TIZIANA COLUSSO – Sémina concitata del frammento [3.03.24] L’orgoglio della divergenza

SEMINA CONCITATA DEL FRAMMENTO…Tre versi bislacchi, forse solo il primo centrato metricamente come endecasillabo, gli altri fuori metro e anche fuori tono, troppo aulici e astratti per la ventenne inquieta che ero io al momento in cui li ho scritti, e che poi li ha conservati trafitti, cancellati e quasi sfaldati, in una valigetta di pelle piena di carte, memoria di un tempo che ora, nell’era dei pensieri partoriti direttamente al computer, sembra un secolo fa. Quasi arrivata al tempo in cui si cerca di dare un senso ai pensieri prima che la vecchiaia li scompagini per sempre, mi entusiasma riprendere i miei cahiers – accumulati e conservati con cura dall’inizio degli anni ’80, attraverso lutti, traslochi e trasformazioni radicali – riempendoli di nuovo di frammenti, consegnati alla carta, peritura quasi quanto la carne. Il frammento mi torna come orgoglio di un pensiero che non si fa sistemare in scatole e sistemi, né in generi letterari.
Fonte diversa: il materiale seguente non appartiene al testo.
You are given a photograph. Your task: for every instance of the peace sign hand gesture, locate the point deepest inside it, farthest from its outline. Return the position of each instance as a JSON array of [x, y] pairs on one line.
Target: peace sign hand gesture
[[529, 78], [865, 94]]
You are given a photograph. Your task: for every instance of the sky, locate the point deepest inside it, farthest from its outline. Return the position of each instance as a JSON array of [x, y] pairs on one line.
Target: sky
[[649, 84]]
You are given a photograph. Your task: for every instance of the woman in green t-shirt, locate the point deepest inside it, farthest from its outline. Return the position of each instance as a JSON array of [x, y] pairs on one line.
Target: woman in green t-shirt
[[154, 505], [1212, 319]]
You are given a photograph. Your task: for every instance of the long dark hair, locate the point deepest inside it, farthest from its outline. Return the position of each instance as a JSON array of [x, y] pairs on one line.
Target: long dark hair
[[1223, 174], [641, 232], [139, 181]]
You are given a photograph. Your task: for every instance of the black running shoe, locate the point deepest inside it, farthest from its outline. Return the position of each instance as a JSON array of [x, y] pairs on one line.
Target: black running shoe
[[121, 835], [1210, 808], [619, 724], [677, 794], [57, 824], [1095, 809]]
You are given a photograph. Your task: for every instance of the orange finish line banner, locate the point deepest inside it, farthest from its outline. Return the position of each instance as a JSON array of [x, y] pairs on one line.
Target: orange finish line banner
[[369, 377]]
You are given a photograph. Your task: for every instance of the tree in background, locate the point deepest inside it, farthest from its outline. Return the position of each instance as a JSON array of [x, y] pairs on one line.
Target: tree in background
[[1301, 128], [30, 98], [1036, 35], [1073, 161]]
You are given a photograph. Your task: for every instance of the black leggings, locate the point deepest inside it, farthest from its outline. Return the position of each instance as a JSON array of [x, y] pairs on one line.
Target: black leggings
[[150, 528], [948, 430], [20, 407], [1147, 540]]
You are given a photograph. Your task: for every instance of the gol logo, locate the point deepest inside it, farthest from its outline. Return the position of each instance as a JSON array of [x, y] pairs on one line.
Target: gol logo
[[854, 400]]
Ora il blog della rivista «Formafluens Magazine», la mia creatura data alla luce nel 2009, potrà accogliere qualcuno di questi frammenti, in un passaggio forse non indolore dalla carta allo schermo. Ci sono tesori di carta che rischiano di dissolversi come pergamene tirate fuori da un sarcofago. Ma è arrivato il tempo forse di farmi anche archivista e seminatrice, non potendo contare su future amorevoli cure per i miei concitati frammenti.

[3 luglio 2014]  L’ORGOGLIO DELLA DIVERGENZA L’orgoglio della divergenza oggi mi è tornato prepotente all’attenzione grazie a due accadimenti apparentemente irrelabili: un film del tipo cosiddetto distopico, “Divergent”, del 2014, niente più, in sé, che una fantascienza ben radicata a terra. Il secondo accadimento è stato l’occasione di sentir parlare dell’amata Simone Weil in un seminario di cui per ora non darò conto, non è tema da frammento. È invece tema giusto per un frammento l’orgoglio della divergenza, del rifiuto di essere tutti dentro una classe, un pensiero, un’ideologia, una religione, un genere letterario o sessuale. Da sempre questa divergenza mi è sembrata sintomo di una malattia ondivaga e inconsistente come un vento d’altomare. Ieri sera vedendo il film “Divergent” ho ritrovato il patema di chi cerca di nascondere la propria “divergenza” rispetto alle “classi” (nel film “categorie”) per non finire cacciata nel girone degli “esclusi”, nel quale finiscono tutti quelli che non sono riusciti, o non hanno voluto, restare nelle categorie predisposte, ovvero “intrepidi”, “eruditi”, “gentili” “abneganti” e “candidi”. La protagonista nasce tra gli “abneganti” e sceglie, non senza difficoltà, di trasferirsi tra gli “intrepidi”, per poi scoprire che nemmeno quello è un suo posto. Il film ha poi un’evoluzione veloce di battaglie ed alleanze, come ogni film d’azione che si rispetti, ma quello che mi importa qui è che alla fine la protagonista prenda coscienza del suo essere “divergente” e lo assuma non come vergogna da nascondere ma come sostanza del suo stare al mondo. Perfino la sua antagonista nel film, prima di essere sconfitta nella battaglia, le dice “I divergenti minacciano il nostro Sistema. C’è della bellezza nella tua Resistenza, ma il tuo rifiuto ad essere inquadrata è una bellezza che non possiamo permetterci”.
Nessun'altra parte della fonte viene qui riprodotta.